Customs forced to mothball IT modernization

jdean@govexec.com

For lack of funding, the Customs Service will shut down its Customs Modernization Project, aimed at overhauling the agency's information technology infrastructure, in March. The decision, slated to be announced Thursday, comes at a time when international trade is booming and Customs' current systems have been struggling to keep pace.

"Right now we need $15 million to keep the modernization effort moving forward," said Charles R. Armstrong, director of Customs Modernization. "We'll put the program in mothballs till we can get funding."

Last month Customs officials decided not to proceed with issuing a request for proposals on the estimated $2 billion project because there wasn't enough money to get through contractor selection, Armstrong said

"We have no choice here," Armstrong said. "And there is no knight on a white horse coming any time soon to find funding for us."

Customs also needs the money to keep operating a pilot project of the Automated Commercial Environment, Customs' new architecture for handling imports. The pilot, now operational at two ports in Michigan and one in Texas, helps major American automobile manufacturers by streamlining the entry of automobile parts made in Canada and Mexico. These parts are typically assembled into cars the day they leave points abroad.

The pilot will be shut down before the end of March if funding is not found.

This is not the first time the modernization project has had funding troubles. The administration has requested $210 million for it for the past two years. However, Congress withheld the funds after the General Accounting Office reported the plans were flawed.

Customs remedied the plan's faults and got a clean bill of health from GAO. But Armstrong was not hopeful that funding would materialize, even though the administration's fiscal 2001 budget seeks the $210 million for modernization for the third year in a row.

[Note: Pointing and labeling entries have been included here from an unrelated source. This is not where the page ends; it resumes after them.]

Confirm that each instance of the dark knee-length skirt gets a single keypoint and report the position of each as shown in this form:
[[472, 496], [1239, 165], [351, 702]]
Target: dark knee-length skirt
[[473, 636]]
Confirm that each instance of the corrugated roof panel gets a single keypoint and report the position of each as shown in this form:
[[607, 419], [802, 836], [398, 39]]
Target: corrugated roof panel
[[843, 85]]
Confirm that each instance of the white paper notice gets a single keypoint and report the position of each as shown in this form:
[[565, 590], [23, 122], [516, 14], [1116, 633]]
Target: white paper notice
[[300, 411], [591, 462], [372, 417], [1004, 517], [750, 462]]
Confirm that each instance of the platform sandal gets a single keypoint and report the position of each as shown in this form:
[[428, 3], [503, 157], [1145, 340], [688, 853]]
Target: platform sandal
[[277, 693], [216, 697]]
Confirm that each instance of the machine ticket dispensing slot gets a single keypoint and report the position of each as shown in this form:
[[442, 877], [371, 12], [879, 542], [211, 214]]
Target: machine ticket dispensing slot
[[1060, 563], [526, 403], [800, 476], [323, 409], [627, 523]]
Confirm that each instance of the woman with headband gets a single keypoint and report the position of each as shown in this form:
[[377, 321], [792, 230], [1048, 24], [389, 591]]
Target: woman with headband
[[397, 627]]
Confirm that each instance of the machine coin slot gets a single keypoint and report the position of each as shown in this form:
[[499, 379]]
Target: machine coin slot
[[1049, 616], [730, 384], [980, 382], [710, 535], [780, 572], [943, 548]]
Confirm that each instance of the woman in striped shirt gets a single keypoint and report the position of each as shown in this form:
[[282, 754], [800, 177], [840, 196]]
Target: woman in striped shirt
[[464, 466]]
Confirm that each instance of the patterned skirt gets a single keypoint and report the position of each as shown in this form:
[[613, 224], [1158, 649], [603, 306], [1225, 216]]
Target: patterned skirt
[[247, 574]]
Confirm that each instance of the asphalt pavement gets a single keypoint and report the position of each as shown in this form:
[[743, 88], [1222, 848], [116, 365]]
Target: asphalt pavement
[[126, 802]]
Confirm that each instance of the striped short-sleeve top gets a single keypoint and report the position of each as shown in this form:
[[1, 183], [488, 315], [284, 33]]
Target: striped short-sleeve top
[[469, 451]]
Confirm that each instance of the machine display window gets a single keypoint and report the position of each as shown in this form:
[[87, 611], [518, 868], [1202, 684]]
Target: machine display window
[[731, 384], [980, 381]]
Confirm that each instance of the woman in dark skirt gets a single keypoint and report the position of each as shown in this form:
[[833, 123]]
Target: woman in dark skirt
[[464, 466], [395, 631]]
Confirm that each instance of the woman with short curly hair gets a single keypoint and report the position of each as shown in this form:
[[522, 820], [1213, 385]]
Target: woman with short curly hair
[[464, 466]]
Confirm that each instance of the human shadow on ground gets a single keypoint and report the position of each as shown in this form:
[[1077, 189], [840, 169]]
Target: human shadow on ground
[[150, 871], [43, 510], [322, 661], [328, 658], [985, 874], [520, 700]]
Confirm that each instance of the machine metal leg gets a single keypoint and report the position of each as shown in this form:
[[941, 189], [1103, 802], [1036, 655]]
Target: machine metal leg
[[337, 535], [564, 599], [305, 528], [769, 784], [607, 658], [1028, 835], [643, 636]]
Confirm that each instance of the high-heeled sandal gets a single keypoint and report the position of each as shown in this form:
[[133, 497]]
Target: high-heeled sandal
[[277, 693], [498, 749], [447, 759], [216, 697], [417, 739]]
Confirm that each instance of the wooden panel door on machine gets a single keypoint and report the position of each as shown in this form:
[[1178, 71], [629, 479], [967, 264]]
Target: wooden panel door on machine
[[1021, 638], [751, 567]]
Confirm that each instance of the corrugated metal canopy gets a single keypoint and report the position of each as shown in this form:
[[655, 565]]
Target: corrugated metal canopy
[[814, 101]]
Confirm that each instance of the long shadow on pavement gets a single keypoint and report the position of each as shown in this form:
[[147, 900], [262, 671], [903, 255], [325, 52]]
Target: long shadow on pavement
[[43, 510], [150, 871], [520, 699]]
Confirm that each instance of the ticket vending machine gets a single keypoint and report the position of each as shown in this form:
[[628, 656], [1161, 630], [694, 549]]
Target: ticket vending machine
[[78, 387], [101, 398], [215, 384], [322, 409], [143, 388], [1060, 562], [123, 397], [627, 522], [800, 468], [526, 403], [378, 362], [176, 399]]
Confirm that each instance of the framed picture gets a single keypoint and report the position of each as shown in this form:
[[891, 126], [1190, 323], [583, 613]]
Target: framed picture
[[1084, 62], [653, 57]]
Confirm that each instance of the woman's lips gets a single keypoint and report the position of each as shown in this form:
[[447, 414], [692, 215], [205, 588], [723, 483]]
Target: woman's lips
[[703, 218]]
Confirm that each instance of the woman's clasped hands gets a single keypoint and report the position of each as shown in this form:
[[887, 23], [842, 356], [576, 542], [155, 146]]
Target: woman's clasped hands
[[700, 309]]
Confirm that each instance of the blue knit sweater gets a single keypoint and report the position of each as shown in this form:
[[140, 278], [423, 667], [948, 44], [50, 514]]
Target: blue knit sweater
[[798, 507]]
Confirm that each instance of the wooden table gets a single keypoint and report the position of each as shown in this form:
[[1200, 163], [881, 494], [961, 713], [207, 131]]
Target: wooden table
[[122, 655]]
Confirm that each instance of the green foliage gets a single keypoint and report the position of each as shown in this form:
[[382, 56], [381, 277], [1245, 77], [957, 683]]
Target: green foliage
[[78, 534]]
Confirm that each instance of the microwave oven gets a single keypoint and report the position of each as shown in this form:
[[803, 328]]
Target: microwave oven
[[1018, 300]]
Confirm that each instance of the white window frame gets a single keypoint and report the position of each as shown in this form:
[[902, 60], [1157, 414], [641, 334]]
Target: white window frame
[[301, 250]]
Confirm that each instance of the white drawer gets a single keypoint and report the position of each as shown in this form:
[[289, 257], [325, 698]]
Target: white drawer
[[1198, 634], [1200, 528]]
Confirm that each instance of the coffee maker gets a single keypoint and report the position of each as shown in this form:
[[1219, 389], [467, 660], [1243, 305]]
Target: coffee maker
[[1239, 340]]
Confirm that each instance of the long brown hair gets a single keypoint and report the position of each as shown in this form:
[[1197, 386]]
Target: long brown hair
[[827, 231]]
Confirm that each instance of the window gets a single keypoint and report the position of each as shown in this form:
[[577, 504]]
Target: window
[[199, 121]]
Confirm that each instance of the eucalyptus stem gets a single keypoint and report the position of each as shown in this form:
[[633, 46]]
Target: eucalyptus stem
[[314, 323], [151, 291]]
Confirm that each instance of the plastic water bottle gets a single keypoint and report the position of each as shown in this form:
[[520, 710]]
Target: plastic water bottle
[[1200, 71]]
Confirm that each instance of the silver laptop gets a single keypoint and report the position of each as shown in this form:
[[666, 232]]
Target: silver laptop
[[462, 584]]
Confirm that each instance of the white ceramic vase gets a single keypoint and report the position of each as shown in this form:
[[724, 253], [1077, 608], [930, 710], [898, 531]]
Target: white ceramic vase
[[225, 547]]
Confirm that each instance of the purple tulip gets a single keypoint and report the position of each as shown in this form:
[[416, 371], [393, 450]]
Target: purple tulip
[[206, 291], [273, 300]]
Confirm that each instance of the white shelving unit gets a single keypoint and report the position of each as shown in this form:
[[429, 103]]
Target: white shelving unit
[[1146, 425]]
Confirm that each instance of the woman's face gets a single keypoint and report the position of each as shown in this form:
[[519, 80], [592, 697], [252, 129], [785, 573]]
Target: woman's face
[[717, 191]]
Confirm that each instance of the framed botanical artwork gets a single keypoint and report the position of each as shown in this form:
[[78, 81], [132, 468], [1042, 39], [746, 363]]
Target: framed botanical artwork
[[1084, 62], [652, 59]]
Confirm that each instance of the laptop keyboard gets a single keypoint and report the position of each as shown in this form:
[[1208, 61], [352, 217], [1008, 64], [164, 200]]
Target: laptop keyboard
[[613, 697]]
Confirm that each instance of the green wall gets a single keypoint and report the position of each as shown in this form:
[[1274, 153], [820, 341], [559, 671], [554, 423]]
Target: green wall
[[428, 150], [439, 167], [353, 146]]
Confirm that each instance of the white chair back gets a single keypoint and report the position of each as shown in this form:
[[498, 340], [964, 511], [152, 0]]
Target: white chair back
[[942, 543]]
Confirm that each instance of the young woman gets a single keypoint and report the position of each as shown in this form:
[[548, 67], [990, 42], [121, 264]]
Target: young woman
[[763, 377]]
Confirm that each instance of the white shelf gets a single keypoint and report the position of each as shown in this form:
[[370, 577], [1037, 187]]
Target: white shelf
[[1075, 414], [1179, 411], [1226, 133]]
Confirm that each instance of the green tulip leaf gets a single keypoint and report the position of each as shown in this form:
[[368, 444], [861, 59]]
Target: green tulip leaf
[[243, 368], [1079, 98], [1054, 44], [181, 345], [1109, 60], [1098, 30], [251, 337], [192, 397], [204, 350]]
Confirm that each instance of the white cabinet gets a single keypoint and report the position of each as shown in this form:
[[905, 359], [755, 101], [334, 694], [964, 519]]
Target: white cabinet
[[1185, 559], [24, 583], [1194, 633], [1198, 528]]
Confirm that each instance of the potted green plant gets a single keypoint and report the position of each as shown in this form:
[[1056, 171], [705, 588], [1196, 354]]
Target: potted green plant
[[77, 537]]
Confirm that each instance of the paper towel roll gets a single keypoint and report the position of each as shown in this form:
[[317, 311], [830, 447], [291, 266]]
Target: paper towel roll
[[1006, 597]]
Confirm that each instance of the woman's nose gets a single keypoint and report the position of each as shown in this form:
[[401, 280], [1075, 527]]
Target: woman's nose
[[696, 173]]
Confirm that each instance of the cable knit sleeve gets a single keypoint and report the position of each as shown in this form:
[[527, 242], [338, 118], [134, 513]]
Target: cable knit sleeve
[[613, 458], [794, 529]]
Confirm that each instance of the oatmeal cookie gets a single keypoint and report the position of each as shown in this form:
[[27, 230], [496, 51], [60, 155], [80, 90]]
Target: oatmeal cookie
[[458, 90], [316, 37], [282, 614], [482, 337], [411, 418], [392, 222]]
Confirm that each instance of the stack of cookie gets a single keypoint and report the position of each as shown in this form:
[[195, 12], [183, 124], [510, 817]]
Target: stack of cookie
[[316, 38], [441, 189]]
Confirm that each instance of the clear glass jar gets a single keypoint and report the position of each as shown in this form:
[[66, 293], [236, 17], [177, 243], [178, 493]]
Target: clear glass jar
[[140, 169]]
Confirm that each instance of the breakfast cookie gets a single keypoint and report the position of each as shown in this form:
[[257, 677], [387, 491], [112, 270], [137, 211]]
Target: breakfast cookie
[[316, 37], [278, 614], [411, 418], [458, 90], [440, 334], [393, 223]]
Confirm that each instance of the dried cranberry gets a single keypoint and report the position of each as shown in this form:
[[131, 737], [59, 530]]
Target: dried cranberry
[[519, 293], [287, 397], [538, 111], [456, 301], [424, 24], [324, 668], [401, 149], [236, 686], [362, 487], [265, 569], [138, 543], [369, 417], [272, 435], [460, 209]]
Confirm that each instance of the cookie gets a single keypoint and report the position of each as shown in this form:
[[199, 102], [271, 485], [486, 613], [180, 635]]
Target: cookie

In the future, Woody Hall, Customs' chief information officer, and budget officials will champion the need for modernization and the project's funding requirements, Armstrong said. But there is no indication that the White House will request a supplemental appropriation to keep the project afloat.

The shutdown belies Customs' desperate need for new systems. In 1999, Customs' main transaction processing system, the Automated Commercial System, had two series of brownouts that Armstrong termed "potentially disastrous."

"We reached the physical capacity of the architecture that is in place today," Armstrong said. "Last year we got $35 million for what we call ACS 'life support.'" Although Customs has mitigated the problems to some degree, he predicted that at some point the Customs system will hit the wall again. "No one knows when that is going to be," Armstrong said.

As trade increases, the system constantly has to be able to deal with more and more transactions. Trade is expected to double over the next several years. Customs collects $22 billion in import duties and fees every year.

Customs will publish a Federal Register notice Thursday announcing the shutdown of the project office and the pilot automation program.